Вот именно-как? Для школяра-семинариста это было бы проще простого, он ведь уже кое-чему научился у дядюшкиных собутыльников и сообразил бы, как надо обойтись с хромоногой метелкой — мне очень жаль, девочка, но библиотеки и танцевальные площадки не для тебя, давай лучше поболтаем, тем более что мы видимся в последний раз: мне скоро в дорогу — как говорится, иные светелки, иные метелки!

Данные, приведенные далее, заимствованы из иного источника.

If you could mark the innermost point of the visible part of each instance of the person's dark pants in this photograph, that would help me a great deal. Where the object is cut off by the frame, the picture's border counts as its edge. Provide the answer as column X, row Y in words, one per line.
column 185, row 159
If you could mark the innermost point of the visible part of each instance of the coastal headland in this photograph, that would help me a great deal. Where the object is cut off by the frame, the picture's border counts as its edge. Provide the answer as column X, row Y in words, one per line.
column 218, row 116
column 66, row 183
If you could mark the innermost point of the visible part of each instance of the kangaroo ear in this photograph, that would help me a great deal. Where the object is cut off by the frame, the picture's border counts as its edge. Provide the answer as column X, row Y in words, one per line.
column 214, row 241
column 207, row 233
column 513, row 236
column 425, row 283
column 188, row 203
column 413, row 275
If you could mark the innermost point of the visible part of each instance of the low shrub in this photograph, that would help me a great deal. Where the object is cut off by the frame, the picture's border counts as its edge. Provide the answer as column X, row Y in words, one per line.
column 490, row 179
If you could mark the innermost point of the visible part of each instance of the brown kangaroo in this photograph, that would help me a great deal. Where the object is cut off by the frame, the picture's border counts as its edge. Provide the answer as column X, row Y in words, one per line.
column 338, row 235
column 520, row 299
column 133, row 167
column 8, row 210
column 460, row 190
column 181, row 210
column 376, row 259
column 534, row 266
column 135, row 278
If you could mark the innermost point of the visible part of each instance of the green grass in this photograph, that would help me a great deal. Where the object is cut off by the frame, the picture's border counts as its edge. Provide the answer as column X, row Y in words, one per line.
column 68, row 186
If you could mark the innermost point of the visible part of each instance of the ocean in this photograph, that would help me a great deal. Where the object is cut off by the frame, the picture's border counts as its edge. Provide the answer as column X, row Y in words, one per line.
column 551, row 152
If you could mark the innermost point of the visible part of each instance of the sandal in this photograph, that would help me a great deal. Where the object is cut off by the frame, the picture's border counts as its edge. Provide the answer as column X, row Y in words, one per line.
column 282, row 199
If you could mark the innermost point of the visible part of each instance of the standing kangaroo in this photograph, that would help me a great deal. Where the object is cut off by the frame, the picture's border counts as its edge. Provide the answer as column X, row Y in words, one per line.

Он мог бы сказать ей что-нибудь подобное, утереть ей платочком слезки, а то и, чем черт не шутит, урвать безобидный поцелуйчик, но именно сейчас, когда мне больше всего пригодилось бы его каменное сердце, чтобы как-то сгладить неловкую ситуацию, семинарист как в воду канул, а другой, маленький Кац, был как раз при исполнении служебных обязанностей, но чувствовал себя уставшим, вялым и разбитым, сам себе казался дряхлым стариком и при всем желании не знал, какое решение принять: в пользу бедной девочки или всемирно известного, благородного, как палуба корабля, и звонкого, как корпус скрипки, пола библиотеки. Ну почему у меня всегда все не как у людей? Когда мне позарез нужен был нос, чтобы за именем Нарес почуять сокращение, вместо меня действовал этот простофиля семинарист, а сейчас, когда я с удовольствием превратился бы в кусок мрамора и ничего не чувствовал, не знал и не замечал, маленький Кац вдруг опять проснулся, распахнул глаза и увидел, как разволновалась хромоногая официантка из захудалого трактира «Портер» при виде грандиозного книжно-живописного великолепия барочного зала. Она молча стояла на пороге и не могла прийти в себя от удивления и восторга, и, пока я спешно прикидывал, нельзя ли все же как-нибудь всунуть ее ортопедический башмак в самый большой, растоптанный войлочный лапоть, она выпрямила спину, откинула голову назад, и книжные небеса сначала отворили ей уста, а потом и глаза, из которых побежали слезы.